Two Democratic lawmakers are urging the Justice Department to swiftly implement a federal law aimed at countering the rise in anti-Asian hate crimes during the coronavirus pandemic.
In a letter sent to Attorney General Merrick Garland, Sen. Mazie Hirono of Hawaii and Rep. Grace Meng of New York highlighted provisions of the Covid-19 Hate Crimes Act that are “critical to its effectiveness” and said the agency should pay attention to them.
“Full implementation of the COVID-19 Hate Crimes Act will help stem the tide against further violence,” they said in the letter on Monday.
The letter comes weeks after the FBI released its annual hate crime statistics report showing that more than 10,000 people reported to law enforcement last year that they were the victim of a hate crime because of their race or ethnicity, sexual orientation, gender, religion or disability.
The Covid-19 Hate Crimes Act was signed into law in May. The legislation, sponsored by Hirono and Meng, directed the Justice Department to expedite the review of potential Covid-19-related hate crimes and incidents reported at the federal, state or local level.
The bill also directs the Justice Department and Health and Human Services to work with community-based organizations to issue guidance raising awareness of hate crimes during the pandemic, and requires the attorney general to issue guidance for state and local law enforcement agencies on how to establish an online reporting system. Hirono and Meng highlighted those provisions in their letter.

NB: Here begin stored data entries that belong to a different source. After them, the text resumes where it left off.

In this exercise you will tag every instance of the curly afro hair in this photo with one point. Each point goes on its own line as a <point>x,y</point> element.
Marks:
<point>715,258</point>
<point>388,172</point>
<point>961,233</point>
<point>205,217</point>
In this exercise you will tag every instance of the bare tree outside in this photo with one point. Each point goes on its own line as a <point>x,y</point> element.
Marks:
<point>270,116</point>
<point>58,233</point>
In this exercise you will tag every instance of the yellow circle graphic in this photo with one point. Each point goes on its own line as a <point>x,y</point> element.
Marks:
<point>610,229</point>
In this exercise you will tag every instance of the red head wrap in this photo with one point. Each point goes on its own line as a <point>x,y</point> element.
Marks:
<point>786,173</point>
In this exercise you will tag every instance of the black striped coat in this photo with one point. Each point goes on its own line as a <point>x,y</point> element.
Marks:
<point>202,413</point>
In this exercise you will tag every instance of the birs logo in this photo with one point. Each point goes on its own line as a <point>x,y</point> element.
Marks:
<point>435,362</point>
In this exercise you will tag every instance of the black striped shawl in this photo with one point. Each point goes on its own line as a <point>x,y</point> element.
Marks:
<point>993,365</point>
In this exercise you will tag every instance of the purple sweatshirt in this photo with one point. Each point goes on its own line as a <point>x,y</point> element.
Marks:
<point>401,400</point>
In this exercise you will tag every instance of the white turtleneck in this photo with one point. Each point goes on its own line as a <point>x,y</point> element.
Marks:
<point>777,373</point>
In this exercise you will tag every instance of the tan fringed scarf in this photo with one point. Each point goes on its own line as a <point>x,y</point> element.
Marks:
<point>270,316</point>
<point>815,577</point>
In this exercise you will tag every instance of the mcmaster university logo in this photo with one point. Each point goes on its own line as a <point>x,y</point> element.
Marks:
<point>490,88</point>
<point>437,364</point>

A Justice Department spokeswoman confirmed receiving the letter but did not provide further comment.
Garland previously announced a series of steps intended to help the Justice Department implement the Covid-19 Hate Crimes Act, including assigning a deputy associate attorney general to coordinate anti-hate crime resources.
He appointed Rachel Rossi, a deputy associate attorney general, as the agency’s hate crimes coordinator, and designed the criminal section chief in the civil rights division to facilitate an expedited review of hate incidents in accordance with the Covid-19 Hate Crimes Act.

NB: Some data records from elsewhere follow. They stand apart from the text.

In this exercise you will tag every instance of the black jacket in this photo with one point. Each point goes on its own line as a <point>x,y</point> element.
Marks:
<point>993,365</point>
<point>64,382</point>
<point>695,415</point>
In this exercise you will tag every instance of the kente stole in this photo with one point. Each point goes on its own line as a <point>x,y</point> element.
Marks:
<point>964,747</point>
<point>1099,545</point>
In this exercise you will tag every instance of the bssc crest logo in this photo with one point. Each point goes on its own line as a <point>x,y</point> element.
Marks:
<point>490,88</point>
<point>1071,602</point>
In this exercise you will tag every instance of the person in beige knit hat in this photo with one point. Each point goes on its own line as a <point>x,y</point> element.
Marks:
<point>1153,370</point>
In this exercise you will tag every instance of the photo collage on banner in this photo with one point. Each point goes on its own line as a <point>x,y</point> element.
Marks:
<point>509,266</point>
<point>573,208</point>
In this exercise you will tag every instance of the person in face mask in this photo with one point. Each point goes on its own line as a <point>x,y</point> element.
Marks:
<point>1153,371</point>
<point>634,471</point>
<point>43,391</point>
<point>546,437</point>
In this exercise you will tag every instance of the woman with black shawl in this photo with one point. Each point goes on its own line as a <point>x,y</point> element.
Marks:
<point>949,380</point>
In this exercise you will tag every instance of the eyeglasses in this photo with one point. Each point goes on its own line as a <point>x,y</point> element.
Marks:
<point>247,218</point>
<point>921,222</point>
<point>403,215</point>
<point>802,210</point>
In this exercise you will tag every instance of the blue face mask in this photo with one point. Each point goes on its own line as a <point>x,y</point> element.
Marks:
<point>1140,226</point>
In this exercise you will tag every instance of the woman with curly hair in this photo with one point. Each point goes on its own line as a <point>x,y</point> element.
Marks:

This fall, the department is expected to distribute several grants to state, local and tribal law enforcement agencies “to conduct outreach, education, investigations and the prosecution of hate crimes,” the agency had said in a news release.
While Hirono and Meng praised Garland’s efforts, the lawmakers said they are worried that “hate-based violence” will continue as Covid-19 variants lead to restrictions and “frustration with the virus will undoubtedly resurface.”
Last month, Asian American leaders raised similar concerns in anticipation of the release of a report on the origins of the Covid-19 virus.
While the “dangerous rhetoric” and anti-Asian remarks from US officials have diminished since Biden took office and the President has showed his support to the AAPI community, leaders said the harsh language against China can still bring hate toward Asian Americans.
A recent report by Stop AAPI Hate indicates that more than 9,000 reports of bias have been made since the beginning of the Covid-19 pandemic. The coalition said 4,533 of those incidents took place in the first six months of this year.
The organization has previously said it doesn’t independently verify any of the reports it receives, but that its total number of incidents only includes those reports that came with a description.
The majority of the incidents — about 63.7% — were cases of verbal harassment, while shunning or avoidance made up about 16.5%. About 13.7% of the incidents involved physical assaults, according to Stop AAPI Hate.